I’ve canned a whole lot of wild meat: elk, deer, and moose. Basically, you can it up just like you do beef. The times and pressures are the same, which is 75 minutes for pints at 10 pounds pressure and 90 minutes for quarts. I have canned lots of meat raw, but have found that you get more meat in a jar and it ends up more tender if you precook it first. I can up much of my meat as “stew meat,” as you can use it in so many different recipes. It can also easily be shredded for such recipes as barbecued beef and fajita meat.
To do this, I use my huge cast iron frying pan on the wood range, and with minimal shortening I begin frying up the first batch of stew meat. While this cooks, I am also slicing slabs of meat and dicing it up in small pieces. Stirring the cooking meat once in a while, until it begins browning, I continue to make piles of stew meat. Once the first pan of meat has cooked, I add water to cover and perhaps some powdered beef soup stock powder.
When the meat has simmered a few minutes, I dump the works in a big pot, add a little fresh grease to the frying pan, and start frying down the next batch. This goes on until the pot holds about all my canner will process in one batch. (My huge old canner will do 9 quarts and 22 pints at one load.)
I reheat the pot of meat until it is all hot, then dip out the meat and pack it into my jars to within an inch of the top, ladling out enough of the broth to just cover it. The jars are then sealed and processed.
While this is going on, I prepare the next batch. Steaks and roasts are done by cutting the meat into pieces half an inch or one inch thick that will slide into wide-mouth jars. These are browned lightly and water and/or broth made with beef stock added as with the stewing meat.
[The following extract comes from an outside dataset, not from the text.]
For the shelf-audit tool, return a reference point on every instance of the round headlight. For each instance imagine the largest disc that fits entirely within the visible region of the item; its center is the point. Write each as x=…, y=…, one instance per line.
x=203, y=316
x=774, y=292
You can raw pack your meat as well, but as I’ve said, it really isn’t faster as you must heat the jars of meat after they are packed, before you process it. And it seems a little more tough than the meat you precook and pack in liquid. But, here’s how you do it.
Pack the cold (not frozen) raw meat loosely in wide-mouth jars for roasts and steaks; regular jars for stewing meat. Leave the jars open and place in a pot of hot water so that the boiling water cannot boil up into the jars of meat. Boil this pot until the meat reaches 170°F in the center of the most densely packed jar. Then add a tsp. of salt to the quarts and a ½ tsp. to the pints and seal the jars. Do not add liquid. Process quarts for 90 minutes and pints for 75 minutes. This method is not advised by experts because folks have “cheated” and not used a thermometer and processed raw meat that was not hot enough, ending up with bad food.